- Extended versions cover

Single by the Marías

from the album Submarine
- Released: May 3, 2024
- Genre: Alternative pop
- Length: 3:56
- Label: Atlantic; Nice Life;
- Songwriters: María Zardoya; Josh Conway; Gianluca Buccellati;
- Producers: Conway; Buccellati;

The Marías singles chronology
| "Lejos de Ti" (2024) | "No One Noticed" / "If Only" (2024) | "Back to Me" (2025) |

Visualizer
- "No One Noticed" on YouTube

= No One Noticed =

2024 single by the Marías

"No One Noticed" is a song by American indie pop band the Marías from their second studio album, Submarine (2024). It was released on May 3, 2024, as the album's third single alongside the song "If Only".

==Composition==
"No One Noticed" has been described as a "dissociated yacht pop" song. It depicts the mental discomfort and worries from being in a relationship with a distant partner. María Zardoya pleads her lover to stay while attempting to give reasons for a deep connection despite the remote nature of the romance. Echoing background vocals that describe her thoughts are layered throughout the song.

==Release and promotion==
In the months following its release, the song slowly achieved popularity through the video-sharing platform TikTok, where it has been soundtracked in videos about sadness.
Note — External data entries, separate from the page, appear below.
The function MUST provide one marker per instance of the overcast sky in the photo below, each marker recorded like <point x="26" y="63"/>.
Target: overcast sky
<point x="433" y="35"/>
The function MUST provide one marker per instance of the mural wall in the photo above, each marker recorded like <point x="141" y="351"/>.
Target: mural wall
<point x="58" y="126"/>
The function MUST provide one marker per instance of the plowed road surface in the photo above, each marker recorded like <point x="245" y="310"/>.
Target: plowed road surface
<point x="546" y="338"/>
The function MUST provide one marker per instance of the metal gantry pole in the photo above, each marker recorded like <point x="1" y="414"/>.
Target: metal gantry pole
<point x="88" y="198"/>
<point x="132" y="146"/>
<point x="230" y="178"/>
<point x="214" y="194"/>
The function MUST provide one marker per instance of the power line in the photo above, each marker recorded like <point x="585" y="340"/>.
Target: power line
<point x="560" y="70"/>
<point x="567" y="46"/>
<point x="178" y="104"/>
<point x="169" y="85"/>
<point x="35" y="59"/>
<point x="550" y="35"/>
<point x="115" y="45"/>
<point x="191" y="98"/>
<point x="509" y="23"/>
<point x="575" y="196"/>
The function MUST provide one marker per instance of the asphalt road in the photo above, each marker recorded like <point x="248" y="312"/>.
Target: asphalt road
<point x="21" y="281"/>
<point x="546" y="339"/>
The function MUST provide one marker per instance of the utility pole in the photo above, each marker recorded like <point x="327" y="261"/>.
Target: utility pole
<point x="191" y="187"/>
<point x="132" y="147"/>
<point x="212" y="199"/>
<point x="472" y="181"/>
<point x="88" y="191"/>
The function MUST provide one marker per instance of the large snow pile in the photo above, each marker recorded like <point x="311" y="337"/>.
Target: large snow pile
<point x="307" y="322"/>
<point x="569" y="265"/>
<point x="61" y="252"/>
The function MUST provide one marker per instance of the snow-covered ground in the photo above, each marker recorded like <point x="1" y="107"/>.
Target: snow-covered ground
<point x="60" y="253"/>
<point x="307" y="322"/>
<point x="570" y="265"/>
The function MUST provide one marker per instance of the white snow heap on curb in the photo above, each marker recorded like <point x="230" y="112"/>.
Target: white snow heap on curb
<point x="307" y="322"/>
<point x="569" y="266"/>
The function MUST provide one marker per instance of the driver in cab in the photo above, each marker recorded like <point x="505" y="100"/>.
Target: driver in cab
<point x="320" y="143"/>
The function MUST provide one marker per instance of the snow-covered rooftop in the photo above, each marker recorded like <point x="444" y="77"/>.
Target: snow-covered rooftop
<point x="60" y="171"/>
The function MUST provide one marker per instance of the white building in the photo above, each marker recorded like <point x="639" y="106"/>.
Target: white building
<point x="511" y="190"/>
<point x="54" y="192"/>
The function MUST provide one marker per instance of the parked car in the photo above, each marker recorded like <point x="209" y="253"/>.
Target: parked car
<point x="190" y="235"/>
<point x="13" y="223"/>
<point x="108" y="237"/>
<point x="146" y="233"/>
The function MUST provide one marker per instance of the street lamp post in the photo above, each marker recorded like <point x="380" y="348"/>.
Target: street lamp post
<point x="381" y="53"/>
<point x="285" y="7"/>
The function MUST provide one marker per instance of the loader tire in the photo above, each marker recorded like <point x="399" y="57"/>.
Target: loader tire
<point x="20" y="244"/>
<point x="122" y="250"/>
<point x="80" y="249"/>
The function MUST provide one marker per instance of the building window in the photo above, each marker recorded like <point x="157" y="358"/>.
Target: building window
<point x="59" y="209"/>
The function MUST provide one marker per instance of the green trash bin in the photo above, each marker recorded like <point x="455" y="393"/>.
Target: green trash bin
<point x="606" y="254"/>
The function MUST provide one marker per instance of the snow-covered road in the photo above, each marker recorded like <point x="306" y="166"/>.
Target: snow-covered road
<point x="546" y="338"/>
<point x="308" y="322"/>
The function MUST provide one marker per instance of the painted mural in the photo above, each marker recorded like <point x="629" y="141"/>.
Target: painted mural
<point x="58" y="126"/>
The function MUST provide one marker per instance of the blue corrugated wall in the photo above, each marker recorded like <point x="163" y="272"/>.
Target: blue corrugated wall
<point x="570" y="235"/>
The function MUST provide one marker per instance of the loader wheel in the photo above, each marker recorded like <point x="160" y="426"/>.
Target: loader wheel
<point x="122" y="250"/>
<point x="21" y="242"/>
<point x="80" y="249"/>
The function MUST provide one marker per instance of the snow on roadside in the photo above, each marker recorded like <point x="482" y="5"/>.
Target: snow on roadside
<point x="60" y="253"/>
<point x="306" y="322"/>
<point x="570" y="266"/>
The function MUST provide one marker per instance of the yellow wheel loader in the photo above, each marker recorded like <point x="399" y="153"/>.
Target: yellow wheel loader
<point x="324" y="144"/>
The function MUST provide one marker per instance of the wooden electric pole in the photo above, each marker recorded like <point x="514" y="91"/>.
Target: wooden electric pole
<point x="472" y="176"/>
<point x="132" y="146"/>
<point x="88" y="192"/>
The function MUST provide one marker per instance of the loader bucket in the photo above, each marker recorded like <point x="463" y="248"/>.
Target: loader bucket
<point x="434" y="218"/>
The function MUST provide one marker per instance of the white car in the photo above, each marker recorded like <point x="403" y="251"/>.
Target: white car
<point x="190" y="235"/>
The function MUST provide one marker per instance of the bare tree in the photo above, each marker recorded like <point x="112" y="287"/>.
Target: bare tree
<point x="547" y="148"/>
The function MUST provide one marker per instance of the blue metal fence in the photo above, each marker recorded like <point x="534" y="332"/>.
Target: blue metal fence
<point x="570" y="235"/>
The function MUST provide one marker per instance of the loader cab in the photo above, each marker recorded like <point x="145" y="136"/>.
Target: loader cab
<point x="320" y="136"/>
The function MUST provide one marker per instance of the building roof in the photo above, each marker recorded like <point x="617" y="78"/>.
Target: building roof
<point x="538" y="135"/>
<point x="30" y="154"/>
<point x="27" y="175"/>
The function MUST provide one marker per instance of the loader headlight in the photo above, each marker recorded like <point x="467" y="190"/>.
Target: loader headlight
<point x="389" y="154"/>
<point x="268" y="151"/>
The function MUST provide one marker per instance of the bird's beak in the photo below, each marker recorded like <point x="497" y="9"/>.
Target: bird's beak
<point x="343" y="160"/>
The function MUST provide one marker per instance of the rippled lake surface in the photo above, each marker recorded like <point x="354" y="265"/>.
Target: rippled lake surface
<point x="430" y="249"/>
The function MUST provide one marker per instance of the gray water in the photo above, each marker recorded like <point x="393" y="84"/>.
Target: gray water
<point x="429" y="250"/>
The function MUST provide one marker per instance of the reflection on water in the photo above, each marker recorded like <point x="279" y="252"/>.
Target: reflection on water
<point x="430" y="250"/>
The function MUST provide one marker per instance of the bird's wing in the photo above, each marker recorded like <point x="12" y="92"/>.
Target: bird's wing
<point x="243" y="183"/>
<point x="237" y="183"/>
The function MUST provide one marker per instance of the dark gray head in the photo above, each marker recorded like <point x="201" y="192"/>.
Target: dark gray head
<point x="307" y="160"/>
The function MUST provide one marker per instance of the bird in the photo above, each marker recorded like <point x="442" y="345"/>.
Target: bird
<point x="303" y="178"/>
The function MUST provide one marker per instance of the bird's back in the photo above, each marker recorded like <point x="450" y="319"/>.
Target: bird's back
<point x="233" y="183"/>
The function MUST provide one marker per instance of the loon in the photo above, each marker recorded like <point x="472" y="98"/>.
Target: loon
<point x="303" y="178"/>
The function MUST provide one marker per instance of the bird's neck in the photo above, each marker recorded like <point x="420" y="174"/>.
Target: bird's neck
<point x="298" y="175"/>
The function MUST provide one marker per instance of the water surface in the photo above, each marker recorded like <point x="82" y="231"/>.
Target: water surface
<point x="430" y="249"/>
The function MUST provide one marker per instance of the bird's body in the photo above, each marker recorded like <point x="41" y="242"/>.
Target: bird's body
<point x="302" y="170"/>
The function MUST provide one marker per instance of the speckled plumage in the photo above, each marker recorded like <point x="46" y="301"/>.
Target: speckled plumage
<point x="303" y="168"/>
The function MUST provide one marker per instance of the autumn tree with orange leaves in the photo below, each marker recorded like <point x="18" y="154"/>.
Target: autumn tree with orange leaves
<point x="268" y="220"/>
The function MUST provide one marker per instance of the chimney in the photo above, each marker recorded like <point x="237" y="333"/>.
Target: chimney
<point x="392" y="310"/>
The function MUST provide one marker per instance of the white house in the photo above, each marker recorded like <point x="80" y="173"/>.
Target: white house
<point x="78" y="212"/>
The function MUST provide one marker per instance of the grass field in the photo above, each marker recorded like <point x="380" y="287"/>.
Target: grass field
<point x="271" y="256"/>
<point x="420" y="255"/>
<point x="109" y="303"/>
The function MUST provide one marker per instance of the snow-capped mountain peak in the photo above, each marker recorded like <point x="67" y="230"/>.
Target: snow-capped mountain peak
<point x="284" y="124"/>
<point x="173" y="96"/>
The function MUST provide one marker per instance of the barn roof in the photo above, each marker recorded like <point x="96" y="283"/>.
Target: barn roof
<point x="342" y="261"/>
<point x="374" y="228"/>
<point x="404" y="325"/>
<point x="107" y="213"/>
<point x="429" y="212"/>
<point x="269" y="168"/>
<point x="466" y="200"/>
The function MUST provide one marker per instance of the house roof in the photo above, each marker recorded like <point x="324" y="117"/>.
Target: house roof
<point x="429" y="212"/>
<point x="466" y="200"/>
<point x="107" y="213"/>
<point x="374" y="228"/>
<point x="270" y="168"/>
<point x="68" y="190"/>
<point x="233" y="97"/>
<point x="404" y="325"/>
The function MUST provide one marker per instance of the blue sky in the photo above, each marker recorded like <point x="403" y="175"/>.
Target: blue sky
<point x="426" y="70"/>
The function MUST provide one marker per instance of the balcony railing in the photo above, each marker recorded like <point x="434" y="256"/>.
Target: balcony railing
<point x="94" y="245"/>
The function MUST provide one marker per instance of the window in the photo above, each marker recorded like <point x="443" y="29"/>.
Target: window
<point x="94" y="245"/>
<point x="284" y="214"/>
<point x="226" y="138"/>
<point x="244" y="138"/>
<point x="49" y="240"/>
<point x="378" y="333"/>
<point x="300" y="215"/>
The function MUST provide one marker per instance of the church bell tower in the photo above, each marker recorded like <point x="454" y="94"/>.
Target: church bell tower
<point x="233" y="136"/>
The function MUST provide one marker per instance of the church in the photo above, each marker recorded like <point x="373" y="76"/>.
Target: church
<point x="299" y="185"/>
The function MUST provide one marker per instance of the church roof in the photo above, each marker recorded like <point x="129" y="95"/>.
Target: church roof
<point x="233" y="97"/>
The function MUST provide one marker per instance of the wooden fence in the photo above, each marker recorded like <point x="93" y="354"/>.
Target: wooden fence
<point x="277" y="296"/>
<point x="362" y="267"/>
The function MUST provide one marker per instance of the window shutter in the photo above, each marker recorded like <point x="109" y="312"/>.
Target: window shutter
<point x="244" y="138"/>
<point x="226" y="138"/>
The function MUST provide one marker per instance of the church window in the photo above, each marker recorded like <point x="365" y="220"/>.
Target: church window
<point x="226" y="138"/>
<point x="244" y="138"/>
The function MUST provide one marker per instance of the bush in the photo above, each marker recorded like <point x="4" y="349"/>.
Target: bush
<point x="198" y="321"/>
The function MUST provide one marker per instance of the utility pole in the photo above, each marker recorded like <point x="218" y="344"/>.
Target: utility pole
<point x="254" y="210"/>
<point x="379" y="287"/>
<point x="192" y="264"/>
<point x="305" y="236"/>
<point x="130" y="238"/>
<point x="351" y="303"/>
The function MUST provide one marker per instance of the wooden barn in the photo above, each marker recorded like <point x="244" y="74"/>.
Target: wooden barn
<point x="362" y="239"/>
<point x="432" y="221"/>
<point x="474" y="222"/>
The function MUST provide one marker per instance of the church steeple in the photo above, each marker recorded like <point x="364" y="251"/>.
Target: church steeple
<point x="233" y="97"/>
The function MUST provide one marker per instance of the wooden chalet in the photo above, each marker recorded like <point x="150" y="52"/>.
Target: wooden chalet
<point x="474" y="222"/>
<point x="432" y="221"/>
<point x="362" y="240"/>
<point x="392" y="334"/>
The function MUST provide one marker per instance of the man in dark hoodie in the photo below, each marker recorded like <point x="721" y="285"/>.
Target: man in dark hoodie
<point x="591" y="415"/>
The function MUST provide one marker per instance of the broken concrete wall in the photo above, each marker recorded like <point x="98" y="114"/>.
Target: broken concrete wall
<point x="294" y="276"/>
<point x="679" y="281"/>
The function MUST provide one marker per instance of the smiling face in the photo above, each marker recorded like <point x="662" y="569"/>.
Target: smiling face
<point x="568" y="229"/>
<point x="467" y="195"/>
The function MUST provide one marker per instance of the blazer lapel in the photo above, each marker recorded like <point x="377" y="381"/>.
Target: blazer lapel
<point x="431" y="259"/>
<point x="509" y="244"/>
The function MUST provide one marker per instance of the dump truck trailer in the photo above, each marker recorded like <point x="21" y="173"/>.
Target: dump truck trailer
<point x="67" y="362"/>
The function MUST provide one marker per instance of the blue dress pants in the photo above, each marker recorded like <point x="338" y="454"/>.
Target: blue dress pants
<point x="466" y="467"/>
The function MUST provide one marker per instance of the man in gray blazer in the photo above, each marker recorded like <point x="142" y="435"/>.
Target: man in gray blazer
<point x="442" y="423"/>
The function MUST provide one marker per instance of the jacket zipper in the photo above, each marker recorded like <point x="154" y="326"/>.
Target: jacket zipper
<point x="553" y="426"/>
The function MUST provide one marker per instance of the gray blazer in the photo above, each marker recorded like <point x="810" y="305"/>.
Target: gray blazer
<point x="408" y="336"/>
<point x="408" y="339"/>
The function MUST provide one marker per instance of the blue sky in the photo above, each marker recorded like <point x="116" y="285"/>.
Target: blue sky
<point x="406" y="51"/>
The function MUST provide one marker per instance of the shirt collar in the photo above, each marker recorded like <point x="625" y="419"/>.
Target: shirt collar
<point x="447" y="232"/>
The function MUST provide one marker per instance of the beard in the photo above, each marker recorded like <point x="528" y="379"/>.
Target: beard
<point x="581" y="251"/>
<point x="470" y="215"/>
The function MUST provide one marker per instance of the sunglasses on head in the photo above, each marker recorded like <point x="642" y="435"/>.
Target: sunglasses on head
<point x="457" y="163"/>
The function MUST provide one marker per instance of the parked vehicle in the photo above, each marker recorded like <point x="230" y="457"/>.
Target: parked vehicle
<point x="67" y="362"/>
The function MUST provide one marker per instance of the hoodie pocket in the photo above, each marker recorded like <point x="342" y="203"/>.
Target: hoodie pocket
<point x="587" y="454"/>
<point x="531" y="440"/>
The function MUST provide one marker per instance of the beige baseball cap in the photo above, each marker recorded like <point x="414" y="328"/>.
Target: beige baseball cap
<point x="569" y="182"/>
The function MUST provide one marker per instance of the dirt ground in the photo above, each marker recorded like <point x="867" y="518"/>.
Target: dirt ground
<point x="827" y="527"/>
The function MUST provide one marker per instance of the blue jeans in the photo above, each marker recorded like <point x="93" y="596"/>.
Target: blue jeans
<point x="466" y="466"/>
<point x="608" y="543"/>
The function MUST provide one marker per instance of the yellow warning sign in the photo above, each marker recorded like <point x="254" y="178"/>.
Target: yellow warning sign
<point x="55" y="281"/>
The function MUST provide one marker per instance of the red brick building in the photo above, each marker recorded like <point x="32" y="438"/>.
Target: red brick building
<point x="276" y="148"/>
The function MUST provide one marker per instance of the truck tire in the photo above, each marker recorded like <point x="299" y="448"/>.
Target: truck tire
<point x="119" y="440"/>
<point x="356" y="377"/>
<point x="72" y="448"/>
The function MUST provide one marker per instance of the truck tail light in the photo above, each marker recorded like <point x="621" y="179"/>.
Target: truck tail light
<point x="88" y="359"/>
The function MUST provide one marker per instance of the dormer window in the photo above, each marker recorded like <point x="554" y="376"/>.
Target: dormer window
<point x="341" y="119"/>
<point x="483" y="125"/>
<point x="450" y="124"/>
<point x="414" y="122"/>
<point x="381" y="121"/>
Singer Billie Eilish posted herself singing along to the song in an Instagram story on July 17, 2024, which has helped the song gain wider recognition.

==Critical reception==
Shaad D'Souza of Paper stated the song "goes down so easy you might not notice it's kind of devastating." Chris DeVille of Stereogum wrote "The floaty slow dance 'No One Noticed' is practically a symphony of vibes, but it hits so much harder with Zardoya ushering us into her headspace with an opening line like 'Maybe I lost my mind/ No one noticed' and then complicating her perspective with bars like 'No one tried to read my eyes/ No one but you/ Wish it weren't true.'"

==Charts==

===Weekly charts===

Weekly chart performance for "No One Noticed"
| Chart (2024–2025) | Peak position |
|---|---|
| Australia (ARIA) | 54 |
| Canada Hot 100 (Billboard) | 53 |
| CIS Airplay (TopHit) | 72 |
| Global 200 (Billboard) | 27 |
| Greece International (IFPI) | 78 |
| Ireland (IRMA) | 63 |
| Israel International Airplay (Media Forest) | 16 |
| Lithuania (AGATA) | 44 |
| Malaysia (Billboard) | 19 |
| Malaysia International (RIM) | 12 |
| Netherlands (Single Tip) | 7 |
| New Zealand (Recorded Music NZ) | 27 |
| Philippines (Philippines Hot 100) | 84 |
| Portugal (AFP) | 178 |
| Singapore (RIAS) | 15 |
| Sweden Heatseeker (Sverigetopplistan) | 16 |
| Switzerland (Schweizer Hitparade) | 74 |
| UK Singles (Official Charts) | 50 |
| US Billboard Hot 100 | 22 |
| US Adult Pop Airplay (Billboard) | 34 |
| US Hot Rock & Alternative Songs (Billboard) | 4 |
| US Pop Airplay (Billboard) | 22 |

===Year-end charts===

2024 year-end chart performance for "No One Noticed"
| Chart (2024) | Position |
|---|---|
| US Hot Rock & Alternative Songs (Billboard) | 74 |

2025 year-end chart performance for "No One Noticed"
| Chart (2025) | Position |
|---|---|
| Australia (ARIA) | 61 |
| Global 200 (Billboard) | 36 |
| New Zealand (Recorded Music NZ) | 34 |
| US Billboard Hot 100 | 32 |
| US Hot Rock & Alternative Songs (Billboard) | 6 |

==Certifications==

Certifications for "No One Noticed"
| Region | Certification | Certified units/sales |
| Australia (ARIA) | Platinum | 70,000^{‡} |
| Canada (Music Canada) | 2× Platinum | 160,000^{‡} |
| France (SNEP) | Platinum | 200,000^{‡} |
| New Zealand (RMNZ) | 2× Platinum | 60,000^{‡} |
| Poland (ZPAV) | Gold | 62,500^{‡} |
| Portugal (AFP) | Gold | 12,000^{‡} |
| Spain (Promusicae) | Gold | 50,000^{‡} |
| United Kingdom (BPI) | Gold | 400,000^{‡} |
| United States (RIAA) | 5× Platinum | 5,000,000^{‡} |
Streaming
| Greece (IFPI Greece) | Gold | 1,000,000^{†} |
^{‡} Sales+streaming figures based on certification alone. ^{†} Streaming-only figures based on certification alone.